I am working with @culurciello. We use the Odroid U3 and XU3. They use the hard FP ABI. This problem has been present one year ago and it's still present, we have switched various kernels and OpenBLAS versions. I have tried to write a simple C program that shows this defect, but unfortunately I did not succeed. This problem only appears in complex environments, but by printing intermediate results I found that the errors in calculations come from OpenBLAS. Thank you.

xianyi commented 8 years ago

@mvitez , could you try export OMP_NUM_THREADS=1? It looks like the application uses float, sgemm. Am I right?

mvitez commented 8 years ago

It works correctly with only one thread. We actually make OpenBLAS without NO_AFFINITY=1 USE_OPENMP=1 as we should and in such case it works with some limitations, but without errors, besides some segmentation faults, which are quite rare fortunately.

The applications uses float, sgemm, you are right.

martin-frbg commented 6 years ago

This old issue will hopefully have been fixed by the several rounds of thread safety improvements after about december 2016.

martin-frbg commented 6 years ago

Actually still same results unfortunately (though the OPENMP build seems to give "correct" results of the 0.99999...38 type with OMP_NUM_THREADS=2 as well, on a quad-core Asus tinkerboard). The recently added NUM_PARALLEL option does not appear to have any effect either. Not sure how to debug this, as both helgrind and tsan do not work well with OpenMP.

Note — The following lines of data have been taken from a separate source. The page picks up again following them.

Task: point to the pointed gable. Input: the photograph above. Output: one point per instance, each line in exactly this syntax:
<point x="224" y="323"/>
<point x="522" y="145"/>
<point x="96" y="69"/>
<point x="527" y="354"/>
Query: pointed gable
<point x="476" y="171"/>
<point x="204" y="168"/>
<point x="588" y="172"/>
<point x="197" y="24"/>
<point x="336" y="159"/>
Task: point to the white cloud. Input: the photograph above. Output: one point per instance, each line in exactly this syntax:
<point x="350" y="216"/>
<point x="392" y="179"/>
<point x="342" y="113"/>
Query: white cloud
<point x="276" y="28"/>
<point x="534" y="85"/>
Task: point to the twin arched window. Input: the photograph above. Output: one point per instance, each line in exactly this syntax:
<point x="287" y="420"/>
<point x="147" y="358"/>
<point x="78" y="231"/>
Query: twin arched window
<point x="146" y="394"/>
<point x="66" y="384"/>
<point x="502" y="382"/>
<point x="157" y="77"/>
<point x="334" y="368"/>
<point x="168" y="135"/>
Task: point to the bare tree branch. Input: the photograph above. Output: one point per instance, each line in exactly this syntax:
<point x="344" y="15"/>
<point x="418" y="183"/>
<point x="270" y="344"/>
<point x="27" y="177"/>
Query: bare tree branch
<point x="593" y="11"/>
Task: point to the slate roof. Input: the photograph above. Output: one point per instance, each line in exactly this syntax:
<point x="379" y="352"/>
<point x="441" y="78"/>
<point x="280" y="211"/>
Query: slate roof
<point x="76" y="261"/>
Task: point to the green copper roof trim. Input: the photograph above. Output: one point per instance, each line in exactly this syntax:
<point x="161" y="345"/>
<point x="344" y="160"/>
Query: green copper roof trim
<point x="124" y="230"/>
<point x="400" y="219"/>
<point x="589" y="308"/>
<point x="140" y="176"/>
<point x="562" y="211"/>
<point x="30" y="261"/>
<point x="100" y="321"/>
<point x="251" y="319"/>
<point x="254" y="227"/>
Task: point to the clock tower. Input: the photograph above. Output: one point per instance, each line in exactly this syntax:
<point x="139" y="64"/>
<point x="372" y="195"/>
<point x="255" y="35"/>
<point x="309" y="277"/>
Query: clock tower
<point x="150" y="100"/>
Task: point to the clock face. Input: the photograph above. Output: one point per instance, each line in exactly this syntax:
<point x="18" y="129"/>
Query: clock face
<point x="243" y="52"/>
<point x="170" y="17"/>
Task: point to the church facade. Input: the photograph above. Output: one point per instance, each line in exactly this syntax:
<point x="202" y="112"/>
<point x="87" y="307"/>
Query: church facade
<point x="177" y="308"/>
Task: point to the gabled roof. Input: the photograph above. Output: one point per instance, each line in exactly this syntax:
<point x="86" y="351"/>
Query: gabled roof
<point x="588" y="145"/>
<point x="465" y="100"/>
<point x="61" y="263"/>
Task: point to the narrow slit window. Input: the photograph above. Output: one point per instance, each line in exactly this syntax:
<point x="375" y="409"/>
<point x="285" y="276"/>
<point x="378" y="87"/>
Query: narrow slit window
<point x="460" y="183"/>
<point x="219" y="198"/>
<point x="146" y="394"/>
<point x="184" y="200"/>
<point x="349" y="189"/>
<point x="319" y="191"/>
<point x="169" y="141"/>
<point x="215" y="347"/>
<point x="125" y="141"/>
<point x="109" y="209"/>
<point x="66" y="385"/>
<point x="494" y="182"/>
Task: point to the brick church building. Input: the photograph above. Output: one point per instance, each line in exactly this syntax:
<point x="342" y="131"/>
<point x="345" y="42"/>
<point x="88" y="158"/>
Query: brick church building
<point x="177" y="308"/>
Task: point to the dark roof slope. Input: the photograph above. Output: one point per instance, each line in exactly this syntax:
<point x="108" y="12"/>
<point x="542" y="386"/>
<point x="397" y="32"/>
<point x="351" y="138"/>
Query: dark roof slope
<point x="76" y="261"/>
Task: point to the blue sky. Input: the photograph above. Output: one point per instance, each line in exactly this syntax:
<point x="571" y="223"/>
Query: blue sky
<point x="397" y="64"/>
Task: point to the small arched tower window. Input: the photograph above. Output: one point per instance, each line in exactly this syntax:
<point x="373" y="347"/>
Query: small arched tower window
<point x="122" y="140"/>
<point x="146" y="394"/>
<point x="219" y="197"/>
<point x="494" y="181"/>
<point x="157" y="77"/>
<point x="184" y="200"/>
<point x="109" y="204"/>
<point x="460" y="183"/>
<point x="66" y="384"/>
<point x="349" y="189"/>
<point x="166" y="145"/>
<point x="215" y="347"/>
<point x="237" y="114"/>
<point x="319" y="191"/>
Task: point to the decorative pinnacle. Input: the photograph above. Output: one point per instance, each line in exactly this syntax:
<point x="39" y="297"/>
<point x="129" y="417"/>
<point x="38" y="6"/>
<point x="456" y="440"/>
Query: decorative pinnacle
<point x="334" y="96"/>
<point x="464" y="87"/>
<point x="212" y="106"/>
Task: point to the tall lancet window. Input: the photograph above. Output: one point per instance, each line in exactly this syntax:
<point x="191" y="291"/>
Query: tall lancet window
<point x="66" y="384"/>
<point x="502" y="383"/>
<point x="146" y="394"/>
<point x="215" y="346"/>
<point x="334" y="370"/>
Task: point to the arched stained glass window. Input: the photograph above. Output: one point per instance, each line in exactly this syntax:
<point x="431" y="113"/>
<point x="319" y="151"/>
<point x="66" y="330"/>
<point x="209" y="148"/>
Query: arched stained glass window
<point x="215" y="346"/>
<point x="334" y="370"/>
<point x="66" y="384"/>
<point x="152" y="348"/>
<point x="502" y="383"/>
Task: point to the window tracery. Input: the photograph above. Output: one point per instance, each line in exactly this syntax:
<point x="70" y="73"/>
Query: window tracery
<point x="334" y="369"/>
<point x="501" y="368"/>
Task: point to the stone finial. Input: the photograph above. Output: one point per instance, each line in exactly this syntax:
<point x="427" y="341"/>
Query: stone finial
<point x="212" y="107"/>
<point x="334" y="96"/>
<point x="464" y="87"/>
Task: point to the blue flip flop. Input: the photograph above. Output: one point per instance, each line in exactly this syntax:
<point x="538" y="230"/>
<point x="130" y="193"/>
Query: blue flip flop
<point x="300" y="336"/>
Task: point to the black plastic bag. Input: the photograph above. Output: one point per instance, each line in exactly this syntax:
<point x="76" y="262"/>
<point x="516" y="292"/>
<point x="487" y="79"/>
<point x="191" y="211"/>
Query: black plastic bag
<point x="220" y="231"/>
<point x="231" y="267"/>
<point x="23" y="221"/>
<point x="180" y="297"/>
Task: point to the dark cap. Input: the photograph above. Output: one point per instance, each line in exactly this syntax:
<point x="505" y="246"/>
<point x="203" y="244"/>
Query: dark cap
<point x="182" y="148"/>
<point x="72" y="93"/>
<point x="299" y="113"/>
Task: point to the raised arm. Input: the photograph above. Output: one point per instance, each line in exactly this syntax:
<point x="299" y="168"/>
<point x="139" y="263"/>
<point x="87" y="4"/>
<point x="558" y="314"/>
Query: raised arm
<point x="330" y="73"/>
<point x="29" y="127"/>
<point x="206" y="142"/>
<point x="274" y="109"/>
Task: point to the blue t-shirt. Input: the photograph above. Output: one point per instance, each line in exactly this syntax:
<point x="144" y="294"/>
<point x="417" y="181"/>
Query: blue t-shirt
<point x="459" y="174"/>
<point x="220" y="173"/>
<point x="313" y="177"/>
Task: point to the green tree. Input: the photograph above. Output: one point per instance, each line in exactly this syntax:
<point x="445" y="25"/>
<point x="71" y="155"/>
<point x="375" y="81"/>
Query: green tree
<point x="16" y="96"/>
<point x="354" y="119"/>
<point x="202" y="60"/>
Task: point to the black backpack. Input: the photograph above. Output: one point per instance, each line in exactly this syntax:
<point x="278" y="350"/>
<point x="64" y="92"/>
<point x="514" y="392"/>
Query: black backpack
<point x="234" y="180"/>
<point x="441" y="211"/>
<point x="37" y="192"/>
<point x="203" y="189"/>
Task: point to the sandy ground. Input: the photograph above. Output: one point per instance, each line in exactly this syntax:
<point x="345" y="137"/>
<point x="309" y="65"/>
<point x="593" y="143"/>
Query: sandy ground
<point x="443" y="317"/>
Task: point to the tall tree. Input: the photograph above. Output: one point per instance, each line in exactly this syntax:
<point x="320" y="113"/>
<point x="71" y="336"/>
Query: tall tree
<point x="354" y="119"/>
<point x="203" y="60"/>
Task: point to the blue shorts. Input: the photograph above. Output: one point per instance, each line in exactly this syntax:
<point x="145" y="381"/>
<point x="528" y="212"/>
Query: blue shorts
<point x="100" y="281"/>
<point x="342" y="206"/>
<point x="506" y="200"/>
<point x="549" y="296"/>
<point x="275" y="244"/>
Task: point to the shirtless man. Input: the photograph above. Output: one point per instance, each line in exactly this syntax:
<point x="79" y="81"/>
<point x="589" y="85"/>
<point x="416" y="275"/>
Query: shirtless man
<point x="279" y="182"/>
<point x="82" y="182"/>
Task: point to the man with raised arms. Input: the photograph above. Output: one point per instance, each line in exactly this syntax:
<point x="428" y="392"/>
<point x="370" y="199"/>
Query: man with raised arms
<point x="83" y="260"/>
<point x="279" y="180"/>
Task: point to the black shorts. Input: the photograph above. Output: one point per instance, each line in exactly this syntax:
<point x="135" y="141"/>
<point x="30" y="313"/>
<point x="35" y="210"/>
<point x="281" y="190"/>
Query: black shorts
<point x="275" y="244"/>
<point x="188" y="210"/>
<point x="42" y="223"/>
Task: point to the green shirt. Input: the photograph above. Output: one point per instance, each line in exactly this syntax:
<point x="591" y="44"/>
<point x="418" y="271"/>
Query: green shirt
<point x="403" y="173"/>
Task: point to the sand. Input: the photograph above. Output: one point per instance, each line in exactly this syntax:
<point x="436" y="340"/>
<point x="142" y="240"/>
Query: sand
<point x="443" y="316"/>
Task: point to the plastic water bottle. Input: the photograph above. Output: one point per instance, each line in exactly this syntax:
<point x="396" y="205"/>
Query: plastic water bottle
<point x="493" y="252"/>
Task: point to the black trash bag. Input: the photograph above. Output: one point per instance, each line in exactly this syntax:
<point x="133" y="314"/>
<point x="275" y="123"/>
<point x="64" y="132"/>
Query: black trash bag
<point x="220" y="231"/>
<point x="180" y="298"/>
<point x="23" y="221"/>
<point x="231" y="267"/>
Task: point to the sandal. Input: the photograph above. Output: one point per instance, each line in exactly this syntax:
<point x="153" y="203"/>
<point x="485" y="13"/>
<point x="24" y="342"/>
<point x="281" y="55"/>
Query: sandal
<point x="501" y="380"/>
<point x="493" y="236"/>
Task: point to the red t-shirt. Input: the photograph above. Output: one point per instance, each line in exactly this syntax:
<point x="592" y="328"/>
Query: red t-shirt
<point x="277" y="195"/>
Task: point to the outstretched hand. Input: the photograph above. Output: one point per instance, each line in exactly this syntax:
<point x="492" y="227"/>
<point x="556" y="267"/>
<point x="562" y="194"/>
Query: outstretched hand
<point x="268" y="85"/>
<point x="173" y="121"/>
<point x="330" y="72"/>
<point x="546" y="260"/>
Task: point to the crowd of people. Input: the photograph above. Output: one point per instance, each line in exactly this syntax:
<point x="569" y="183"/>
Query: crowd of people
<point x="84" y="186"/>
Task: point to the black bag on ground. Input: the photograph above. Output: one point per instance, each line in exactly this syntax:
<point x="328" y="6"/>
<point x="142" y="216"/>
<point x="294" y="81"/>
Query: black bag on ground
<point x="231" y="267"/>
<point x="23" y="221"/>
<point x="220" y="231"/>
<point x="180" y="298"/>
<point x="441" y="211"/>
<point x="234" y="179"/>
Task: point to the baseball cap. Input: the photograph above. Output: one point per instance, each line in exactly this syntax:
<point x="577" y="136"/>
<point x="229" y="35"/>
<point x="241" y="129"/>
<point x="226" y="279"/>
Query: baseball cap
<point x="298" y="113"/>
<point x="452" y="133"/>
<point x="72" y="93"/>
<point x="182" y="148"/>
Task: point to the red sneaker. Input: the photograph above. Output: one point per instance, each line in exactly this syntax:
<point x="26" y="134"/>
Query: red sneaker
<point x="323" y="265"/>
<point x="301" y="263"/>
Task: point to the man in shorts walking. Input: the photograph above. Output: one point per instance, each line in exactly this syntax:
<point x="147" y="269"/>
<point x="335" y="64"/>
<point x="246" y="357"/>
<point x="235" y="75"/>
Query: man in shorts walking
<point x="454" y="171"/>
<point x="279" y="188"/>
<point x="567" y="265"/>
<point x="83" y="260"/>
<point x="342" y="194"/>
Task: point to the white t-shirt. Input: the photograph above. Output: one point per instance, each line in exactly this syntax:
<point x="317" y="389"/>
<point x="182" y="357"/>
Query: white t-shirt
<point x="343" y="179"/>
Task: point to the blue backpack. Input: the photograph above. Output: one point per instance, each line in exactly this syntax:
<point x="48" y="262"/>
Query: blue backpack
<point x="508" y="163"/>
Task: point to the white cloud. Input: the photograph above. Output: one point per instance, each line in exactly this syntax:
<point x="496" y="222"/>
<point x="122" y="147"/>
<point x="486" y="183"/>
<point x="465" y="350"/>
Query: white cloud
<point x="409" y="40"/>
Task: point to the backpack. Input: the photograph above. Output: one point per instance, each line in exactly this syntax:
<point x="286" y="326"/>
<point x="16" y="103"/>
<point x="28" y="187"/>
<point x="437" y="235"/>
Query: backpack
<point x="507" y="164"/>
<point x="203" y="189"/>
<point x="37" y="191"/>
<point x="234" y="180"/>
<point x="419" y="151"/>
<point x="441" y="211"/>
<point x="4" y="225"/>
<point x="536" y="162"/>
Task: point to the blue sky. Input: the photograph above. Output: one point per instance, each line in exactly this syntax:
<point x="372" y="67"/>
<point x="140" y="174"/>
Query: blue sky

martin-frbg commented 6 years ago

Switching to USE_SIMPLE_THREADED_LEVEL3 "solves" it however.

martin-frbg commented 5 years ago

This appears to have been fixed in the meantime (to the extent that it now returns 0.99999..38 in every case), probably by the correction for #1851 that went into 0.3.4 already.